The OnePartner HIE identifies these patients for HMG, as it takes all the data on patients, even the data that the health system doesn’t have—such as if a patient saw a specialist across town—"and it tells us about these patients, such as if we haven’t seen them in 90 days, and if we need to get them in and treat them, as well as make sure they’re on their medications—which [ultimately] will keep them out of the hospital,” Combs says.

What’s more, the HIE is identifying patients who are “habitual utilizers of services,” such as one patient who Combs recalls was admitted 28 times in the last 12 months. “All of a sudden, the whole [care] team is now engaged to call patients and make sure they have their medications and home care. We are throwing all the resources we can to keep them out of the hospital setting. The HIE is doing this for us; it fills in gaps, and identifies a lot of people that need identifying,” he says.

“There is No Easy Button in Healthcare”

In the end, while Combs understands that many HIEs across the country are struggling, he believes that hard work and determination could help overcome the challenges. “There is no easy button in healthcare. You only get out of the HIE what you are willing to put into it.
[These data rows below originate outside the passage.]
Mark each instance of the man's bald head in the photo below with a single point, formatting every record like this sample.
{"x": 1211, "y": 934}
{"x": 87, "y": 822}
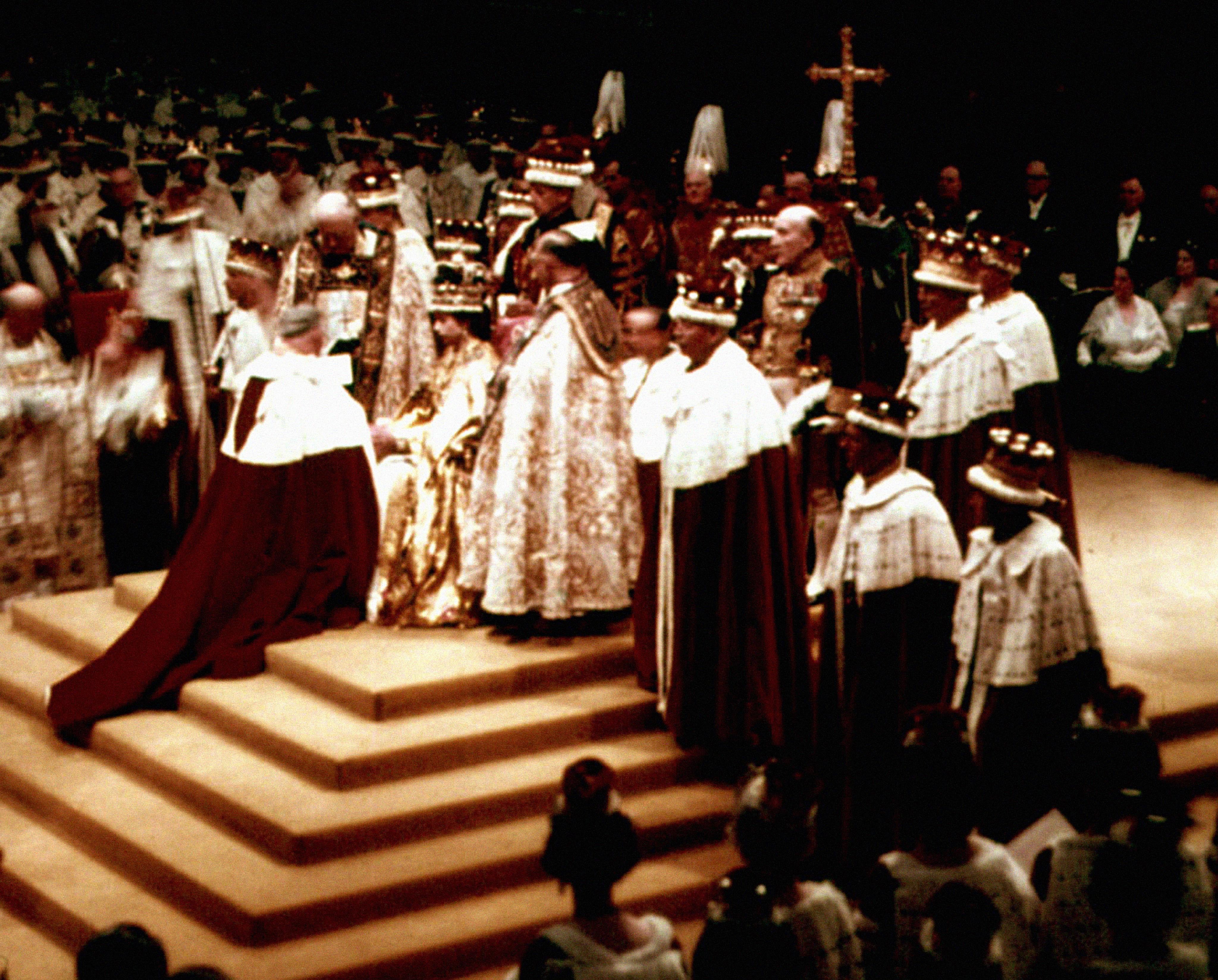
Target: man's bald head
{"x": 950, "y": 186}
{"x": 335, "y": 206}
{"x": 558, "y": 257}
{"x": 796, "y": 234}
{"x": 338, "y": 223}
{"x": 25, "y": 312}
{"x": 1037, "y": 179}
{"x": 646, "y": 333}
If you are willing to integrate and get your data in there, and get the rest of your community participating, that is step one,” he says.  

But even more than that, he continues, physicians must also be willing to change their processes to take advantage of that data. “If you understand value-based medicine and the economics of healthcare, regarding insurance, risk identification and stratification, it doesn’t take any time for an HIE to give a return on investment in value-based contracting—if you are starting to go at risk.”

To this point, Combs notes that with an estimated twice as many patients coming into the system over the next 10 years—but without twice the number of doctors or twice the amount of money that Medicare can spend—there is a great need to identify the risk of each patient and keep the high-risk ones out of the hospital.

“Our HIE tells us the risk level of the patient and that goes straight to our value-based contracts. We have made more money since we started using the HIE then it ever would cost us in our contracts,” he attests. “So if you’re not figuring out how to execute on the value side and get payouts for either doing reporting or going at risk, then you will be declining in your fee schedule. We look at healthcare in general, and we see that there isn’t a choice—we have to go to value, and HIEs are [helping] with that.”